The “active” phase of offshore processing’s second iteration essentially ends with the flights from Nauru on Saturday, but this is the tail of long, slow decline.

The number of refugees and asylum seekers peaked on the island – at 1,233 – in August 2014. The last five people were sent there the next month.

But bipartisan commitment to the policy remains.

“The removal of people from Nauru is a welcome and long overdue move, but by no means brings this saga to a close,” Gleeson says. “There are many refugees living in the community around Australia. Most are now either on or being transitioned to a permanent visa but those transferred back from Nauru and PNG recently are, arbitrarily, excluded, and still being told they must find somewhere else to call home.”

A plane skywrites ‘Close Nauru” above Parliament House
A plane skywrites ‘Close Nauru” above Parliament House in 2015. Photograph: Mick Tsikas/AAP

There are potential international consequences too. Australia has served as an exemplar to other countries – notably wealthy liberal democracies, who are seeking to enact similar policies, rather than developing countries which host the vast majority – 76% – of the world’s displaced.

The UK has explicitly cited Australia’s example in its effort to establish its Rwanda asylum deal for those seeking asylum by boat across the English channel.

But Britain’s repeated efforts to enact the plan have been stymied by practical and legal obstacles, Gleeson says.

“Whether Australia’s policies undermine protection everywhere, or are proven to be impractical and unlawful, remains to be seen.”

A fragile future

When Syed* fled Bangladesh by boat a decade ago, his wife was heavily pregnant. He promised her he would bring his family to Australia as soon as he could, that they would start a new life together.

Syed now lives in community detention in Brisbane after being medically transferred from Nauru last year. He is yet to receive medical treatment or news about when he might be granted permanent residency in a third country – not Australia.

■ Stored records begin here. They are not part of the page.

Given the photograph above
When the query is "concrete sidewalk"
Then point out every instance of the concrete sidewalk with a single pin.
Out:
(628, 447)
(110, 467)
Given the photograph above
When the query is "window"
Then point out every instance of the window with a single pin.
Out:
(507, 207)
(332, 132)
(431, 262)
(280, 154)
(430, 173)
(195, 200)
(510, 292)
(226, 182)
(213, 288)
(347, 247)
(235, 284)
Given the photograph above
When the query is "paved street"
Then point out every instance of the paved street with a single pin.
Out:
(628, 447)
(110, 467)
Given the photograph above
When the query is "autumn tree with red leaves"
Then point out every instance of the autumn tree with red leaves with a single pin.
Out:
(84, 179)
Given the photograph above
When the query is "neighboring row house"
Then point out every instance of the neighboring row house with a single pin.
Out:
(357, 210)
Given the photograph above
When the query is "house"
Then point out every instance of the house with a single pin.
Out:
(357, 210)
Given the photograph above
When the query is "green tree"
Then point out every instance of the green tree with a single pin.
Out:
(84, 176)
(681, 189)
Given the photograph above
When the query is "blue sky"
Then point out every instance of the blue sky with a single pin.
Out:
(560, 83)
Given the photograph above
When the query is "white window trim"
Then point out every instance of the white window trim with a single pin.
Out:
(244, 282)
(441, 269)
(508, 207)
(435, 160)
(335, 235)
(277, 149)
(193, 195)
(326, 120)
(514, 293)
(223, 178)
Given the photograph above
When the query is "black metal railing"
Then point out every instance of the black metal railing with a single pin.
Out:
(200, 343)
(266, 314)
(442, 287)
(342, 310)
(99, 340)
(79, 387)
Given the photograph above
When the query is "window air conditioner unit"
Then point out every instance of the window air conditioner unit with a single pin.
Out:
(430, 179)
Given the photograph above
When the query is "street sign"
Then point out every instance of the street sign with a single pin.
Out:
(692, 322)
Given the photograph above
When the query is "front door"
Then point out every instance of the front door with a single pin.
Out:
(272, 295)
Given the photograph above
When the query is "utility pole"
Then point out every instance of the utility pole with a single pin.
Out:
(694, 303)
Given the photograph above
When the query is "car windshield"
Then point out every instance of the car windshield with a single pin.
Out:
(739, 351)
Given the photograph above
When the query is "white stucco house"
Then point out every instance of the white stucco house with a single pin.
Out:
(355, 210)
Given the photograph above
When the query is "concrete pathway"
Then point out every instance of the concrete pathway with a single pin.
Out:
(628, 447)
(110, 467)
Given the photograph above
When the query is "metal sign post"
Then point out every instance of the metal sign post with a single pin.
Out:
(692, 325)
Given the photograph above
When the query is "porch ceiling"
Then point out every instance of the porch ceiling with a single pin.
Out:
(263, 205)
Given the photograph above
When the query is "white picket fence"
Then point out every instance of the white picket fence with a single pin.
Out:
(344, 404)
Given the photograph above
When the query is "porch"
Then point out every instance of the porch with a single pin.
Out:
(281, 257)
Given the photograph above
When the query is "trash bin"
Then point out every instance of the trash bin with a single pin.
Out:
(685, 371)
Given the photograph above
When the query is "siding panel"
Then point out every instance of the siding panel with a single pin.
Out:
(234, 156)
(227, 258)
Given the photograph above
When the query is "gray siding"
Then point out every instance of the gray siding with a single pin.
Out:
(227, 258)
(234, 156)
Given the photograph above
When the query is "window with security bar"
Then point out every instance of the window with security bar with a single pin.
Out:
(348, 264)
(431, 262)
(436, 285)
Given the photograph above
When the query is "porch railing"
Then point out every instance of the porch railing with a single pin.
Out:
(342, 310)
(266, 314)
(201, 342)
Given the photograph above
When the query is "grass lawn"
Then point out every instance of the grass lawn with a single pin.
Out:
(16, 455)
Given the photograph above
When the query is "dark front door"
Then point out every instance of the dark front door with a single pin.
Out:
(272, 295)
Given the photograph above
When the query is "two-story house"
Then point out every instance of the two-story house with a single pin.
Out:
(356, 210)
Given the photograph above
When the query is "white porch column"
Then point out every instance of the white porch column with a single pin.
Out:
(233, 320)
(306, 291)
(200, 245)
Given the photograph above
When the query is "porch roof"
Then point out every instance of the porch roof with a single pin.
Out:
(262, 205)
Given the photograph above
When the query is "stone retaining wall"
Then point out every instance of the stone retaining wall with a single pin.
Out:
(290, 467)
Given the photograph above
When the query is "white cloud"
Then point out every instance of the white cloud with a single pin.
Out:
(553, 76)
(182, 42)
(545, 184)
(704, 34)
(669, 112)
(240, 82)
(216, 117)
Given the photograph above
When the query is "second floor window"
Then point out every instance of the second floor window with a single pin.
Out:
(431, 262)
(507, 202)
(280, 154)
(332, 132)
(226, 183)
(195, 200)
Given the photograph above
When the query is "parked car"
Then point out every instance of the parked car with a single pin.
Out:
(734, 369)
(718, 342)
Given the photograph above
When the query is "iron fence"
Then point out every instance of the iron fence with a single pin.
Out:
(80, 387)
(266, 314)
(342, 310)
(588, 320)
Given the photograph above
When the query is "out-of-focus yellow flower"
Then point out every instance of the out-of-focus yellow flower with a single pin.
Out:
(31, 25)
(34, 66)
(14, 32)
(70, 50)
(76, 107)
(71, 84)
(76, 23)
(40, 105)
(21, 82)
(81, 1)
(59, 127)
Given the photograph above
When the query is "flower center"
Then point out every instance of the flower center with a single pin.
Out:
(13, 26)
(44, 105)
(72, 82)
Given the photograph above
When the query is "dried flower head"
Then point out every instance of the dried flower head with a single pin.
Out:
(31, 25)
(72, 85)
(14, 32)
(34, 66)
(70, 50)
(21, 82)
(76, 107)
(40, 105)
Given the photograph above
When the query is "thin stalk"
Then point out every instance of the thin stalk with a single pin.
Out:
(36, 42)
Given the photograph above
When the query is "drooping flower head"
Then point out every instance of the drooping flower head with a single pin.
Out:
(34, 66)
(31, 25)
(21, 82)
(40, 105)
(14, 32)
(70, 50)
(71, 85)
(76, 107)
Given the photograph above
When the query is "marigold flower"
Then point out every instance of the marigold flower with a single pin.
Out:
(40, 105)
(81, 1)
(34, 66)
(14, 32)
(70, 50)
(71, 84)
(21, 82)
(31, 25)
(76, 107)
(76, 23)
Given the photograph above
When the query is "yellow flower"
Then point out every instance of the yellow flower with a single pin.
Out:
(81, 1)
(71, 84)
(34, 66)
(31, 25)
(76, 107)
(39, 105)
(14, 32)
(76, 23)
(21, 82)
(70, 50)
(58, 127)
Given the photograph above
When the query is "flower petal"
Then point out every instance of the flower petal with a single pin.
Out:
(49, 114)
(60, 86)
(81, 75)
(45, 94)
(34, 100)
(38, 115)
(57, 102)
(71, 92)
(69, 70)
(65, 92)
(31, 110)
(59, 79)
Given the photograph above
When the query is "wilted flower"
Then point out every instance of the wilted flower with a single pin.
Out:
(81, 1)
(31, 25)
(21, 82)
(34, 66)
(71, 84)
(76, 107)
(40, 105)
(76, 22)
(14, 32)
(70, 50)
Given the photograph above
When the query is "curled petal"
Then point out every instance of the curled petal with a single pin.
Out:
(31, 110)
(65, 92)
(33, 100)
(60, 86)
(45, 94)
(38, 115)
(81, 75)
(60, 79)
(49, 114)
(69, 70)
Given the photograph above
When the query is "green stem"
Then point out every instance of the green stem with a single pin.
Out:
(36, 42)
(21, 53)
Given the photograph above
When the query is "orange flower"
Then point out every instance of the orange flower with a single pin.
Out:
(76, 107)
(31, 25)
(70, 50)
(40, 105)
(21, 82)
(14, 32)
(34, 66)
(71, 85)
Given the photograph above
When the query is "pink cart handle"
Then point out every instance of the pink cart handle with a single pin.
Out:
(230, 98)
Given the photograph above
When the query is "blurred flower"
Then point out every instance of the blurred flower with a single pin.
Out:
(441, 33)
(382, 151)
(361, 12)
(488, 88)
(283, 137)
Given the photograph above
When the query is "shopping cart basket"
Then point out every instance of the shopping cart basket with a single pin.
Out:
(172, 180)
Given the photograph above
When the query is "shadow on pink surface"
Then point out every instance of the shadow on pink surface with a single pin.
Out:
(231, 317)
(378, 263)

The promises he makes to his wife and now 10-year-old daughter remain unfulfilled.

“I always speak to her on the phone and she asks me when [will] she hug me, when [will] she see me? She says ‘I’m big now, I’m grown up’,” he says.

“I say ‘next month or next year’, and she tells me I’m lying.”

Syed still suffers from the years he spent on Nauru. He waits still for an MRI and an endoscopy for painful digestive problems that he developed on the island four years ago.

The uncertainty, too, remains. Any future he can conceive of is fragile. In community detention, Syed is not permitted to work or study, so he spends a lot of time at his local shops. To his surprise, many of the Australians he has spoken with know nothing about their government’s detention regime in Nauru.

“Millions of their money spent on punishing refugees, and they don’t know. I’m shocked,” he says.

“I also don’t know how long I’ll suffer. It’s a painful, painful process … There’s no humanity, there’s no justice.”